# What are the conditions like mid march at Jay peak?



## Prime320 (Jan 26, 2011)

I am a super poor dude and the soonest I can get there is mid March. What are the chances of hitting a nice powder day that late in the season? I am trying to convince my buddy to go but he is being so whiney saying the conditions will suck and it will be a wasted trip. It's frustrating to say the least. We have been talking about a 2 or so day trip for around this time this year for almost 2 years now. He booked a 2 day trip with his woman for vday at sunday river so now he is trying to bail on me. He has been bailing on me all year really.


----------



## Argo (Feb 25, 2010)

Prime320 said:


> I am a super poor dude and the soonest I can get there is mid March. What are the chances of hitting a nice powder day that late in the season? I am trying to convince my buddy to go but he is being so whiney saying the conditions will suck and it will be a wasted trip. It's frustrating to say the least. We have been talking about a 2 or so day trip for around this time this year for almost 2 years now. He booked a 2 day trip with his woman for vday at sunday river so now he is trying to bail on me. He has been bailing on me all year really.
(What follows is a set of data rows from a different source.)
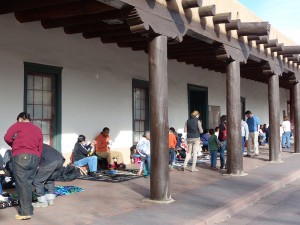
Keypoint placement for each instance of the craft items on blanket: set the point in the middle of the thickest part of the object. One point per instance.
(67, 190)
(113, 176)
(8, 200)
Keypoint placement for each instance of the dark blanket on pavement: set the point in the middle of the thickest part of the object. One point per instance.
(114, 176)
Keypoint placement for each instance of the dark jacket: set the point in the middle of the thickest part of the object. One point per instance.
(81, 151)
(50, 155)
(192, 128)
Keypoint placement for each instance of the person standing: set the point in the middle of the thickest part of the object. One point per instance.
(223, 139)
(253, 125)
(193, 128)
(213, 145)
(83, 155)
(286, 135)
(172, 145)
(49, 169)
(26, 141)
(103, 150)
(143, 148)
(245, 134)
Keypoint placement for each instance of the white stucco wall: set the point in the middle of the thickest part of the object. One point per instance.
(97, 83)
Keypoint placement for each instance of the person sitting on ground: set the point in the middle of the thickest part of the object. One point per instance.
(103, 150)
(204, 138)
(143, 148)
(261, 135)
(172, 145)
(82, 155)
(217, 130)
(213, 146)
(51, 164)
The main issue here is.... FIND A NEW SNOWBOARD BUDDY. WTH, just go buy yourself even.... I hate whiners and people that back out of plans.....:dunno: just go boarding...


----------



## Mysticfalcon (Nov 27, 2007)

Mid to late march can be iffy. It has the potential to be epic or it has the potential to be terrible. Part of the issue is as temp swings start getting higher it could warm up and then refreeze. If we havent had a thaw or if it stays thawed then it will be awesome. March is kind of the in-between month. April is epic corn snow and Feb. is powder.


----------